Updated: Tuesday, December 1, 2009

So I trust everyone picking up this column has downed at least a few sentences of reading throughout the semester along with their shots and beer bongs. If not, gotcha! You’ve read two, or possibly three sentences by now. I’m a tricky one, aren’t I?

This, of course, means I can proclaim that my diabolical plan is working. I can taste my victory over the visual media conglomerates. I love the smell of musty paper in the morning. It smells like victory.

So today I’m wondering if attempting to coerce only the 15 percent of the Wisconsin student body that is functionally literate wasn’t a big enough goal for a high achiever like me. Getting people to do things they think they don’t want to do is one of my personal specialties, and because the whole “just reading” thing was so easy, I’m thinking I could demand even more from you guys.

I know, I know, you’re probably asking, “Where else can she go with this? What more could she want from my bloodshot eyes other than to read ‘Twilight’ before seeing the movie?”
That’s just it! I’d be a legend in the reading community if I got everyone reading something other than People for their next glimpse of Robert Lautner and Taylor Pattinson. Even two more people venturing into a used bookstore to pick up “The Grapes of Wrath” before setting it back down again in favor of a Harlequin cover is usually a cause for celebration.

I can see it now: my name in lights or, more likely, in that fancy black block print.

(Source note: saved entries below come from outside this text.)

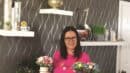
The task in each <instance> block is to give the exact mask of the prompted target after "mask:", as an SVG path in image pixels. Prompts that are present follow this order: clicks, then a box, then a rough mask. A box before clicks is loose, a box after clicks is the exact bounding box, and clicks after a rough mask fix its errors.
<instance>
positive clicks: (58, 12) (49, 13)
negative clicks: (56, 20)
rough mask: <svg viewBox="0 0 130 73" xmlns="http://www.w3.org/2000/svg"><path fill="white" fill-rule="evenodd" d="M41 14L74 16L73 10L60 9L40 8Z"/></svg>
mask: <svg viewBox="0 0 130 73" xmlns="http://www.w3.org/2000/svg"><path fill="white" fill-rule="evenodd" d="M39 13H41V14H59V15H67V16H73V12H72V11H66V10H60V9H40V12H39Z"/></svg>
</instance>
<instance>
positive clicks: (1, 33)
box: [0, 30, 34, 37]
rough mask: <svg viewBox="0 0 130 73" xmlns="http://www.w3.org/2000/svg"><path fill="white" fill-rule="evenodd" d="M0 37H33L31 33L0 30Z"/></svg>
mask: <svg viewBox="0 0 130 73" xmlns="http://www.w3.org/2000/svg"><path fill="white" fill-rule="evenodd" d="M0 35H1V36H7V37H34V32H33V31H7V30H0Z"/></svg>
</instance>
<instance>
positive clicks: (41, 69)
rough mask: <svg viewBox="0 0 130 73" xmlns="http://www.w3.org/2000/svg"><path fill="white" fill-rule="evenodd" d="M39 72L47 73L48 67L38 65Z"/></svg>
mask: <svg viewBox="0 0 130 73" xmlns="http://www.w3.org/2000/svg"><path fill="white" fill-rule="evenodd" d="M39 72H40V73H48V67H40V70H39Z"/></svg>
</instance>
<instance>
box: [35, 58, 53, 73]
mask: <svg viewBox="0 0 130 73" xmlns="http://www.w3.org/2000/svg"><path fill="white" fill-rule="evenodd" d="M52 63H53V60H52V58H51V57H48V56H41V57H39V58H37V61H36V64H37V65H39V66H40V70H39V71H40V73H48V69H49V67H51V66H52Z"/></svg>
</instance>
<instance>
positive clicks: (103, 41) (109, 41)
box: [80, 41, 123, 46]
mask: <svg viewBox="0 0 130 73" xmlns="http://www.w3.org/2000/svg"><path fill="white" fill-rule="evenodd" d="M80 43H81V46H121V45H123V41H81V42H80Z"/></svg>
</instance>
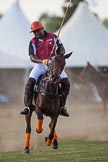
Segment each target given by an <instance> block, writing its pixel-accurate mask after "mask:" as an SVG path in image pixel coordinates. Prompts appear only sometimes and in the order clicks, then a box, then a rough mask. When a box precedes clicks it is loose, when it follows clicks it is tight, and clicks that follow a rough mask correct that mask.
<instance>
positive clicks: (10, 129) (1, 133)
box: [0, 103, 108, 151]
mask: <svg viewBox="0 0 108 162" xmlns="http://www.w3.org/2000/svg"><path fill="white" fill-rule="evenodd" d="M67 106H68V111H69V113H70V117H69V118H67V117H62V116H60V117H59V119H58V122H57V126H56V130H57V133H58V136H59V138H64V137H69V138H73V139H77V138H86V139H87V140H102V141H104V140H108V113H107V114H106V117H104V118H103V116H102V108H101V106H102V105H101V104H99V103H98V104H72V105H67ZM22 107H23V105H21V104H19V105H15V104H7V105H3V104H2V105H0V112H1V113H0V151H17V150H23V144H24V138H25V128H26V124H25V119H24V117H23V116H21V115H20V114H19V112H20V111H21V109H22ZM36 119H37V118H36V115H35V113H33V116H32V133H31V149H37V150H38V151H39V148H40V143H41V142H42V141H43V140H44V137H45V136H47V135H48V133H49V129H48V125H49V122H50V119H49V118H48V117H45V118H44V124H43V129H44V130H43V132H42V134H40V135H39V134H37V133H36V131H35V128H36Z"/></svg>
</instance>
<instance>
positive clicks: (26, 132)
mask: <svg viewBox="0 0 108 162" xmlns="http://www.w3.org/2000/svg"><path fill="white" fill-rule="evenodd" d="M25 120H26V124H27V127H26V135H25V143H24V153H28V154H29V153H30V150H29V146H30V134H31V116H25Z"/></svg>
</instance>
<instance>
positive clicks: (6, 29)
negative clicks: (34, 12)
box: [0, 3, 32, 68]
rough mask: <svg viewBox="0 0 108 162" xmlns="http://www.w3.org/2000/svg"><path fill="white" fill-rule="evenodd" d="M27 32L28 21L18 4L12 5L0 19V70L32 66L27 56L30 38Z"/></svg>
mask: <svg viewBox="0 0 108 162" xmlns="http://www.w3.org/2000/svg"><path fill="white" fill-rule="evenodd" d="M29 31H30V23H29V21H28V20H27V19H26V17H25V16H24V14H23V12H22V11H21V9H20V7H19V6H18V4H17V3H13V5H12V6H11V7H10V8H9V10H8V11H7V13H6V14H5V15H4V16H3V17H2V18H1V19H0V51H1V52H0V68H2V67H4V68H7V67H9V68H11V67H14V68H24V67H30V66H31V65H32V64H31V63H30V60H29V56H28V45H29V40H30V38H31V36H32V35H31V34H30V33H29ZM4 53H5V54H4ZM11 60H12V61H11Z"/></svg>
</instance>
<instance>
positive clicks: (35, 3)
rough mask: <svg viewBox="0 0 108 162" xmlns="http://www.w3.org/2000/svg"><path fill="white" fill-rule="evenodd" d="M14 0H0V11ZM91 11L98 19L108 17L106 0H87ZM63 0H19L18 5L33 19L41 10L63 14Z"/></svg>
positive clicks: (8, 8)
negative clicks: (96, 16) (99, 18)
mask: <svg viewBox="0 0 108 162" xmlns="http://www.w3.org/2000/svg"><path fill="white" fill-rule="evenodd" d="M14 1H16V0H0V13H3V14H4V13H5V12H6V11H7V10H8V9H9V7H10V6H11V5H12V3H13V2H14ZM87 1H88V2H89V7H90V9H91V10H92V11H94V12H95V13H97V15H98V16H99V18H100V19H104V18H108V0H87ZM63 2H64V0H19V5H20V7H21V9H22V10H23V12H24V13H25V15H26V16H27V18H28V19H29V20H30V21H34V20H36V19H38V18H39V16H40V15H41V13H42V12H48V13H50V14H56V15H61V16H63V12H62V9H61V7H62V6H63Z"/></svg>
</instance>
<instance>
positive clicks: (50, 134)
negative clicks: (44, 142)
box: [45, 117, 58, 146]
mask: <svg viewBox="0 0 108 162" xmlns="http://www.w3.org/2000/svg"><path fill="white" fill-rule="evenodd" d="M57 118H58V117H53V118H51V122H50V124H49V128H50V133H49V136H48V137H47V138H46V139H45V143H46V145H47V146H50V145H51V143H52V140H53V138H54V135H55V136H56V137H57V135H56V132H55V126H56V123H57Z"/></svg>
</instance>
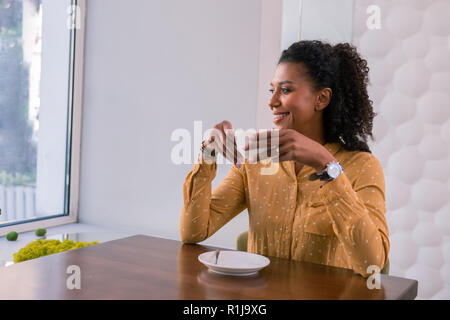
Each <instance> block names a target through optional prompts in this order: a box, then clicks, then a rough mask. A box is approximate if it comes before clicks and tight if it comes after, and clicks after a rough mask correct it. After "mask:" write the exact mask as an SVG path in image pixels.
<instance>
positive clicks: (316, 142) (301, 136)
mask: <svg viewBox="0 0 450 320" xmlns="http://www.w3.org/2000/svg"><path fill="white" fill-rule="evenodd" d="M277 131H278V135H279V143H278V146H279V161H280V162H281V161H295V162H298V163H300V164H304V165H307V166H310V167H312V168H313V169H315V170H316V171H322V170H324V169H325V168H326V164H327V163H329V162H331V161H336V159H335V158H334V157H333V155H332V154H331V153H330V152H329V151H328V150H327V149H326V148H325V147H324V146H323V145H321V144H320V143H318V142H317V141H314V140H312V139H310V138H308V137H306V136H305V135H303V134H301V133H299V132H298V131H296V130H293V129H279V130H278V129H277ZM272 132H273V131H268V132H267V133H265V134H264V135H263V136H262V138H261V137H260V136H261V133H260V132H257V133H255V134H254V135H253V137H250V139H252V138H253V139H257V141H258V144H257V145H258V148H261V147H262V148H264V147H265V146H267V148H268V149H269V150H270V149H272V150H273V149H274V147H272V146H271V145H270V142H271V134H272ZM275 147H276V146H275ZM248 149H249V146H248V145H246V147H245V150H248Z"/></svg>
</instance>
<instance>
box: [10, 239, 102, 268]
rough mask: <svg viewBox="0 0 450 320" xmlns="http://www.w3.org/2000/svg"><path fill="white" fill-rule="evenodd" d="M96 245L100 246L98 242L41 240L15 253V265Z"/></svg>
mask: <svg viewBox="0 0 450 320" xmlns="http://www.w3.org/2000/svg"><path fill="white" fill-rule="evenodd" d="M94 244H98V241H93V242H84V241H77V242H73V241H72V240H68V239H66V240H64V241H63V242H61V241H59V240H53V239H48V240H47V239H39V240H35V241H33V242H30V243H29V244H27V245H26V246H25V247H23V248H22V249H20V250H19V251H18V252H17V253H14V263H18V262H22V261H26V260H31V259H35V258H39V257H42V256H47V255H50V254H54V253H58V252H63V251H68V250H74V249H78V248H83V247H87V246H91V245H94Z"/></svg>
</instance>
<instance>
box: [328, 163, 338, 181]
mask: <svg viewBox="0 0 450 320" xmlns="http://www.w3.org/2000/svg"><path fill="white" fill-rule="evenodd" d="M341 172H342V170H341V168H340V166H339V165H338V164H337V163H330V165H329V166H328V169H327V173H328V175H329V176H330V177H331V178H333V179H336V178H337V177H339V175H340V174H341Z"/></svg>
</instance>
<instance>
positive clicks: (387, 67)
mask: <svg viewBox="0 0 450 320" xmlns="http://www.w3.org/2000/svg"><path fill="white" fill-rule="evenodd" d="M373 5H376V6H378V8H379V12H380V29H369V28H368V27H367V23H366V22H367V20H368V19H369V16H370V14H368V13H367V8H368V7H369V6H373ZM369 11H370V10H369ZM449 11H450V3H449V1H447V0H432V1H430V0H415V1H410V0H401V1H384V0H358V1H356V6H355V26H354V35H353V37H354V43H355V45H356V46H357V47H358V50H359V51H360V52H361V54H362V55H363V56H364V57H365V58H366V59H367V61H368V65H369V68H370V80H371V86H370V88H369V95H370V97H371V98H372V99H373V101H374V109H375V112H377V113H378V116H377V117H376V118H375V120H374V135H375V138H376V141H375V143H373V144H372V145H371V149H372V151H373V153H374V155H375V156H377V157H378V159H379V160H380V162H381V164H382V165H383V169H384V174H385V179H386V207H387V210H388V211H387V214H386V217H387V221H388V225H389V232H390V242H391V251H390V253H389V259H390V262H391V274H392V275H395V276H400V277H406V278H412V279H417V280H418V281H419V291H418V298H419V299H430V298H432V299H450V277H449V274H450V272H449V271H450V201H449V199H450V159H449V158H450V95H449V94H448V88H449V85H448V84H449V81H450V45H449V44H450V42H449V36H450V20H449V19H448V12H449Z"/></svg>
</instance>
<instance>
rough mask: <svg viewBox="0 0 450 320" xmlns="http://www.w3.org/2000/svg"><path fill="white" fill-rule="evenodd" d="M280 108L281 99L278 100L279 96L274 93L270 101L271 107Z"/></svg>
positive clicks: (269, 103) (276, 94)
mask: <svg viewBox="0 0 450 320" xmlns="http://www.w3.org/2000/svg"><path fill="white" fill-rule="evenodd" d="M279 106H280V99H279V98H278V94H277V93H276V92H274V93H273V94H272V97H271V98H270V100H269V107H270V108H271V109H273V108H278V107H279Z"/></svg>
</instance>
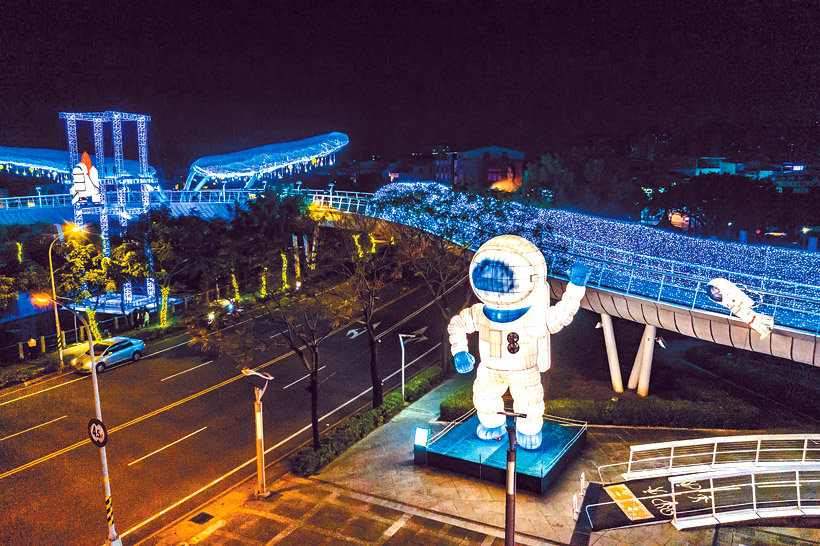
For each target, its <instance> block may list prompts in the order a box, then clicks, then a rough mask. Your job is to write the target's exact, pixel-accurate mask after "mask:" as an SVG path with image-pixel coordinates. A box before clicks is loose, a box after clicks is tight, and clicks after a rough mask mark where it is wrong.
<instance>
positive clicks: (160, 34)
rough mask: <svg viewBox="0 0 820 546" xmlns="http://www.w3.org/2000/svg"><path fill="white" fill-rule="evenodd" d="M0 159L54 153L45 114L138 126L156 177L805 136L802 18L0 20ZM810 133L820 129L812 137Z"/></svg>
mask: <svg viewBox="0 0 820 546" xmlns="http://www.w3.org/2000/svg"><path fill="white" fill-rule="evenodd" d="M7 12H8V13H9V19H8V21H7V23H6V26H5V28H4V31H3V34H2V38H0V39H2V41H3V42H4V43H3V44H2V45H3V47H2V48H0V51H2V53H0V66H2V69H3V72H4V74H5V75H6V82H5V84H4V92H3V95H4V97H5V99H6V101H5V102H6V107H5V114H4V115H3V116H2V119H0V134H2V135H3V138H2V142H0V145H4V146H34V147H46V148H49V147H50V148H57V149H61V148H63V147H64V146H65V142H64V137H63V134H64V132H63V127H62V126H61V123H60V120H59V119H58V118H57V113H58V112H59V111H101V110H123V111H133V112H140V113H145V114H148V115H151V116H152V123H151V125H150V130H151V132H152V143H153V149H152V150H151V156H152V161H158V160H160V159H161V156H162V155H165V154H170V155H174V156H175V157H179V158H180V159H179V161H181V162H184V161H183V160H185V161H190V160H193V159H195V158H196V157H200V156H203V155H209V154H214V153H225V152H230V151H235V150H239V149H244V148H249V147H253V146H259V145H263V144H270V143H273V142H282V141H288V140H296V139H299V138H304V137H307V136H311V135H314V134H319V133H324V132H329V131H341V132H344V133H346V134H348V135H350V138H351V152H350V153H351V154H352V155H353V156H360V155H365V154H369V153H383V154H386V155H393V156H395V155H397V154H399V153H404V152H408V151H410V150H412V149H415V148H419V147H423V146H426V145H431V144H436V143H447V144H451V145H452V146H453V147H457V148H462V149H466V148H474V147H480V146H486V145H492V144H498V145H502V146H506V147H510V148H515V149H522V150H524V151H527V152H531V153H538V152H540V151H544V150H545V149H548V148H549V147H554V146H558V145H560V144H561V143H566V142H569V141H572V140H573V139H576V138H579V137H581V136H584V135H588V134H591V133H594V134H626V133H629V132H634V131H639V130H642V129H647V128H660V129H662V130H670V131H679V132H685V131H691V130H693V129H695V128H697V127H699V126H702V125H707V124H715V123H716V124H722V125H726V126H730V127H736V126H743V127H746V126H749V125H769V126H771V125H784V126H807V125H808V126H811V125H812V124H815V123H816V122H817V119H818V112H820V101H818V98H817V97H816V94H815V93H814V91H813V89H816V88H817V84H818V83H820V69H818V66H820V64H818V62H817V61H818V60H820V53H819V51H820V50H819V49H818V45H817V41H816V40H815V39H814V38H813V29H814V28H816V23H817V22H820V21H818V18H820V17H818V16H820V10H818V8H817V7H816V6H813V5H811V4H809V3H778V2H774V3H766V4H765V5H762V6H757V5H756V6H748V5H745V4H744V3H734V4H733V3H722V4H721V5H720V6H717V5H712V4H706V5H698V6H691V5H679V4H673V3H669V2H651V3H643V2H640V3H631V4H630V5H629V6H615V5H613V6H594V7H592V6H585V5H580V6H578V5H573V6H560V7H559V6H549V5H546V6H545V5H542V4H540V3H537V2H511V3H500V2H486V3H479V4H475V3H464V2H437V3H436V2H415V3H413V4H412V5H399V4H397V3H387V4H384V3H376V2H364V3H361V2H360V3H347V2H335V3H332V4H331V3H315V4H312V5H310V6H299V7H288V8H287V9H281V8H279V9H274V7H272V6H270V5H268V4H265V3H253V2H245V3H241V4H237V5H235V6H234V5H232V6H225V5H223V4H220V3H206V4H202V5H200V4H199V3H197V4H196V9H195V8H194V4H192V3H188V2H177V3H174V4H173V5H170V6H165V7H160V8H156V9H150V10H149V9H147V8H145V7H139V6H131V5H126V4H122V5H119V4H116V3H115V4H108V5H106V6H104V7H103V6H95V5H93V4H76V3H59V2H58V3H53V4H50V5H49V6H45V7H41V6H39V5H36V4H31V5H29V3H28V2H12V3H11V4H10V5H9V6H8V7H7ZM818 130H819V131H820V128H818Z"/></svg>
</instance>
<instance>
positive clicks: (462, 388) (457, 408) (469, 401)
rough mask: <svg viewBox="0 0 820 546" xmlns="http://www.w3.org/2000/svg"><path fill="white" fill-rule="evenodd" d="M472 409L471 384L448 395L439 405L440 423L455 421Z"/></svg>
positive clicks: (471, 391) (466, 384) (462, 387)
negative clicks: (462, 415)
mask: <svg viewBox="0 0 820 546" xmlns="http://www.w3.org/2000/svg"><path fill="white" fill-rule="evenodd" d="M471 409H473V384H472V383H468V384H466V385H464V386H462V387H461V388H460V389H458V390H456V391H454V392H452V393H450V395H449V396H447V397H446V398H445V399H444V400H442V401H441V404H440V405H439V413H440V418H441V420H442V421H455V420H456V419H458V418H459V417H461V416H462V415H464V414H465V413H467V412H468V411H470V410H471Z"/></svg>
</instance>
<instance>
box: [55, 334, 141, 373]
mask: <svg viewBox="0 0 820 546" xmlns="http://www.w3.org/2000/svg"><path fill="white" fill-rule="evenodd" d="M144 350H145V342H143V341H142V340H141V339H133V338H129V337H111V338H108V339H103V340H100V341H97V342H96V343H94V358H95V360H96V361H97V373H102V372H103V371H105V370H106V369H108V368H111V367H112V366H116V365H118V364H123V363H124V362H136V361H137V360H139V359H140V358H142V353H143V351H144ZM71 365H72V366H74V368H75V369H76V370H77V371H78V372H84V373H91V350H90V349H89V350H88V351H87V352H85V353H84V354H82V355H80V356H78V357H76V358H74V359H72V360H71Z"/></svg>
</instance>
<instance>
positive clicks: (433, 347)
mask: <svg viewBox="0 0 820 546" xmlns="http://www.w3.org/2000/svg"><path fill="white" fill-rule="evenodd" d="M438 345H441V343H439V344H438ZM438 345H437V346H438ZM437 346H436V347H437ZM433 349H435V347H433ZM433 349H430V350H431V351H432V350H433ZM428 352H430V351H428ZM425 354H426V353H425ZM422 356H424V355H422ZM419 358H421V357H419ZM416 360H418V359H416ZM414 362H415V361H414ZM394 375H395V374H394ZM372 390H373V387H368V388H367V389H365V390H363V391H362V392H360V393H359V394H357V395H356V396H354V397H353V398H351V399H350V400H348V401H347V402H345V403H344V404H342V405H340V406H339V407H337V408H336V409H333V410H330V411H329V412H327V413H326V414H324V415H323V416H321V417H319V421H320V422H321V421H324V420H325V419H327V418H328V417H330V416H331V415H333V414H334V413H336V412H337V411H339V410H341V409H342V408H344V407H346V406H349V405H350V404H352V403H353V402H354V401H356V400H358V399H359V398H361V397H362V396H364V395H366V394H367V393H369V392H370V391H372ZM312 426H313V425H312V424H311V423H308V424H307V425H305V426H304V427H302V428H300V429H299V430H297V431H296V432H294V433H293V434H291V435H290V436H288V437H287V438H285V439H284V440H282V441H280V442H278V443H277V444H276V445H274V446H271V447H269V448H268V449H266V450H265V455H267V454H268V453H270V452H271V451H273V450H275V449H278V448H279V447H281V446H282V445H284V444H286V443H288V442H289V441H291V440H293V439H294V438H296V437H297V436H299V435H300V434H303V433H305V432H306V431H308V430H310V428H311V427H312ZM86 441H87V442H88V441H89V440H86ZM250 464H256V457H254V458H253V459H248V460H247V461H245V462H244V463H242V464H241V465H239V466H237V467H236V468H234V469H233V470H230V471H228V472H227V473H225V474H223V475H222V476H220V477H218V478H216V479H215V480H213V481H212V482H210V483H208V484H206V485H203V486H202V487H200V488H199V489H197V490H196V491H194V492H193V493H191V494H189V495H188V496H186V497H185V498H182V499H180V500H178V501H177V502H175V503H174V504H172V505H170V506H168V507H166V508H164V509H163V510H161V511H159V512H157V513H156V514H154V515H153V516H151V517H150V518H148V519H146V520H145V521H143V522H141V523H138V524H137V525H135V526H134V527H132V528H130V529H128V530H127V531H125V532H124V533H120V536H121V537H124V536H126V535H128V534H130V533H133V532H134V531H137V530H138V529H140V528H141V527H144V526H145V525H148V524H149V523H151V522H152V521H154V520H155V519H157V518H159V517H162V516H163V515H165V514H167V513H168V512H170V511H171V510H173V509H174V508H176V507H177V506H180V505H181V504H184V503H186V502H188V501H189V500H191V499H192V498H194V497H196V496H197V495H199V494H200V493H202V492H203V491H206V490H208V489H209V488H211V487H213V486H214V485H216V484H218V483H219V482H221V481H222V480H224V479H225V478H228V477H230V476H231V475H233V474H236V473H237V472H239V471H240V470H242V469H243V468H245V467H246V466H248V465H250ZM0 478H2V476H0ZM151 536H154V535H151ZM149 538H151V537H147V538H146V539H144V540H142V541H140V542H138V543H137V544H142V543H143V542H145V541H146V540H148V539H149ZM135 546H137V545H135Z"/></svg>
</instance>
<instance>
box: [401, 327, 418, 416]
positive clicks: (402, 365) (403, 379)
mask: <svg viewBox="0 0 820 546" xmlns="http://www.w3.org/2000/svg"><path fill="white" fill-rule="evenodd" d="M417 337H419V335H418V334H399V345H401V399H402V400H404V340H405V339H416V338H417Z"/></svg>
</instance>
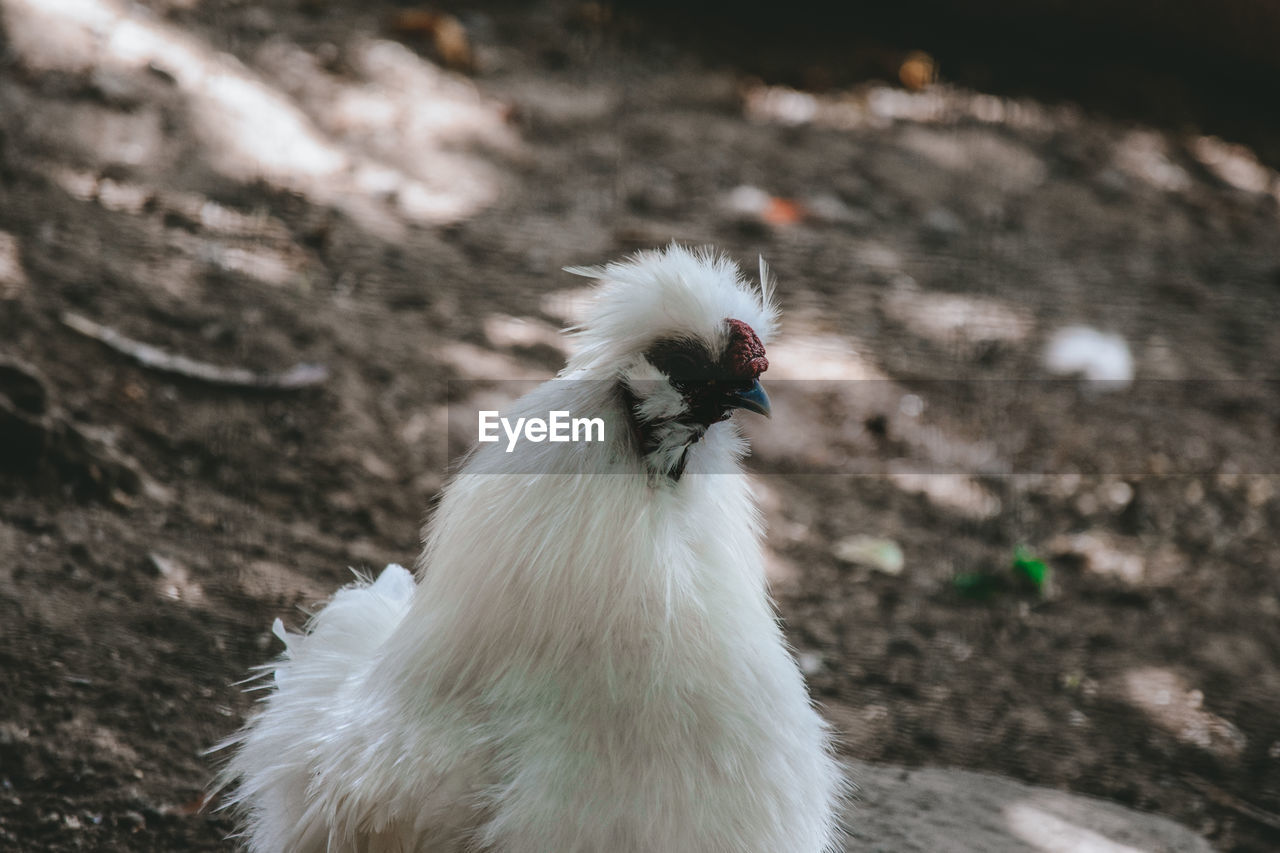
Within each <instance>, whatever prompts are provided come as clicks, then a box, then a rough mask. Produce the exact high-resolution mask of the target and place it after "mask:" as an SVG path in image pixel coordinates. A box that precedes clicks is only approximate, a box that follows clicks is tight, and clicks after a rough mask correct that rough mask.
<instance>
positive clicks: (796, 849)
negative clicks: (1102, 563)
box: [223, 246, 845, 853]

I thought I’d begin by giving examples of great literature as opposed to books that would probably be more useful lighting Yule log fires. The only problem is everything I consider fantastic prose could be categorized as trash by someone else. My Edward or Harry may have the last names Rochester and “Rabbit,” but I can certainly guess many other people love another set of characters with the same first names. Great books like “Franny and Zooey” and “One Hundred Years of Solitude” must have their horrible counterparts somewhere in the mounds of print...right? I was still on the cusp of giving a lecture (to no one but myself) on what makes literature grand as opposed to fantastical slop when I realized, who am I to judge?

Besides, TV slots and glossy pictures will always look way more exciting. Heaven knows I still can’t pass by a shiny commercial and not give it a once-over. So I decided not to alienate some folks to the dark side by saying something like, “‘Twilight’ is sentimental crap with a cardboard cut-out of a protagonist.” Instead, I’ll emphasize the fact that those of us who still decipher the ancient hieroglyphics known as the written word had better stick together.

At least that’s how I’ll justify reading that stuff to myself.